# Playing around with the 24” box and pan brake



## Janderso (Dec 6, 2020)

I’m really happy about this new addition to my metal shop.
I had no way of bending sheet metal. Even though I’m limited to a 2” box. I’ll make do.
Crisp, clean bends, easy to use and adjust. For the price point, it’s not bad.


----------



## NCjeeper (Dec 6, 2020)

I have been on the look out for a 4 footer myself.


----------



## Winegrower (Dec 6, 2020)

This is a very useful tool for me.   You can take scrap sheet metal and make up little boxes to hold parts during disassembly and repair jobs.   Do you have a corner notcher?   These pair up well.


----------



## Superburban (Dec 6, 2020)

I would be making boxes until I ran out of sheet metal.  Enjoy it, looks like fun.


----------



## pontiac428 (Dec 6, 2020)

Jeff, you are limited to closing the bends on a 2" box, but you can make taller boxes by starting the bend on the brake, and closing the bend on the bench.  I'm not exceptionally qualified as a tin knocker, but I thought that was a "thing".


----------



## Janderso (Dec 6, 2020)

Winegrower said:


> This is a very useful tool for me.   You can take scrap sheet metal and make up little boxes to hold parts during disassembly and repair jobs.   Do you have a corner notcher?   These pair up well.

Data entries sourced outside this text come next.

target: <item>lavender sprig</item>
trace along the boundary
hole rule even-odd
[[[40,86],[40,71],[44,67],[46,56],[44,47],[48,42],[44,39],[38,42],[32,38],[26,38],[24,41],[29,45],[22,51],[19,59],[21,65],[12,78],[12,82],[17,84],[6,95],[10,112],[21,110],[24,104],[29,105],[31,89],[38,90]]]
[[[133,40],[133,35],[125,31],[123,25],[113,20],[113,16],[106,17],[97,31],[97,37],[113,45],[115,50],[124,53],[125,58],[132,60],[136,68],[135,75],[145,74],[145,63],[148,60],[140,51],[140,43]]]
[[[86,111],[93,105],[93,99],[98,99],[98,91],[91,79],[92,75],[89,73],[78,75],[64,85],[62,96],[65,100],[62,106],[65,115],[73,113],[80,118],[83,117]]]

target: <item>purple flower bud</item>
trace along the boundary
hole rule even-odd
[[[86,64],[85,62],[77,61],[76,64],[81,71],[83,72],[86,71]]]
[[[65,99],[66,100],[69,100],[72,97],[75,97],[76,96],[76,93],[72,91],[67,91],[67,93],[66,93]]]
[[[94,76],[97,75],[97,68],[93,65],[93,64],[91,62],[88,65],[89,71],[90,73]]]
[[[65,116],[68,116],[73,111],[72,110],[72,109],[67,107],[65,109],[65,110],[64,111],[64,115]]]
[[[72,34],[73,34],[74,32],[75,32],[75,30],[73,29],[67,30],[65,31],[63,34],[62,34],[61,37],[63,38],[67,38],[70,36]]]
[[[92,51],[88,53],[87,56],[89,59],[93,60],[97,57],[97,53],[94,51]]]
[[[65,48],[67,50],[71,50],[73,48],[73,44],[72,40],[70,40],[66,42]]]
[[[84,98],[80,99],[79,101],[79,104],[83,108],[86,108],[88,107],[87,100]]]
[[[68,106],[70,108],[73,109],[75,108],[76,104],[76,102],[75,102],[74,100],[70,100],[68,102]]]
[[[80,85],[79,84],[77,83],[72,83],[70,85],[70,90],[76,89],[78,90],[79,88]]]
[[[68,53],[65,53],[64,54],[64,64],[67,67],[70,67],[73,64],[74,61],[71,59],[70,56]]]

A corner notcher, I’ll be on the lookout.


----------



## MrWhoopee (Dec 7, 2020)

Janderso said:


> A corner notcher, I’ll be on the lookout.



I just need one more thing.....


----------



## Janderso (Dec 7, 2020)

I found a corner notcher!!!


----------



## hman (Dec 8, 2020)

@NCjeeper - Here's a 48 incher I found a while back on the local Craigslist:
*








						48" Pan Hand Brake Box Bender Bending Removable Fingers 16 Gauge SALE
					

Thickness Capacity: 16 Gauge x 48" Bending Limitation: 0 to 135 Finger Brake Dies: 2" x 5, 3" x 6, 4" x 5, Fully trussed for strength & precision Packing : 370 Lbs In a Wooden Crate Dimensions : 57" Long x 18 Wide x 19.5" High 48" capacity Pan & Box Brake is suitable for many metal forming...




					californiatoolsandequipment.com
				



*Their list price WAS $675 at the time, but if you mentioned seeing it on Craigs, it went down to $650.  Shipping $100.

I just tried the URL, and list price is up to $979 (durn it!).  Don't know if they're still honoring any Craigslist special, but it probably wouldn't hurt to ask.


----------



## Janderso (Dec 8, 2020)

hman said:


> @NCjeeper - Here's a 48 incher I found a while back on the local Craigslist:
> *
> 
> 
> ...


16 gauge X 48!! That's quite a capacity.
Must be robust


----------



## Janderso (Dec 8, 2020)

I was watching a Weld.com video this morning about TIG 101. I'm trying to figure out why I'm struggling so much with aluminum.
The light went on. He mentioned Ac-DC Tig. I went out to the shop and checked my settings. I had it set to TIG -Steel/Stainless.
DC TIG will not clean the aluminum oxide. I'm surprised I was able to weld at all.
I'll try again with TIG -Aluminum


----------



## rwm (Dec 8, 2020)

For TIG make sure the edges are really clean. I would sand or brush them. What kind of aluminum is that? You may find 5052 welds much better than 6061. If you buy the 5052 with plastic sheet on one side is needs no cleaning.
Robert


----------



## Janderso (Dec 8, 2020)

rwm said:


> For TIG make sure the edges are really clean. I would sand or brush them. What kind of aluminum is that? You may find 5052 welds much better than 6061. If you buy the 5052 with plastic sheet on one side is needs no cleaning.
> Robert


That's the problem, I have a good local source for scrap aluminum, steel, stainless but it's mystery metal.
I understand some aluminum can't be welded and some resist certain filler rod.
I use a stainless brush and swipe one direction then use acetone.
Thanks Robert.


----------



## NCjeeper (Dec 8, 2020)

hman said:


> @NCjeeper - Here's a 48 incher I found a while back on the local Craigslist:
> *
> 
> 
> ...


That is Ironic. I have the same one saved in my E-Bay items. $999 free shipping.


----------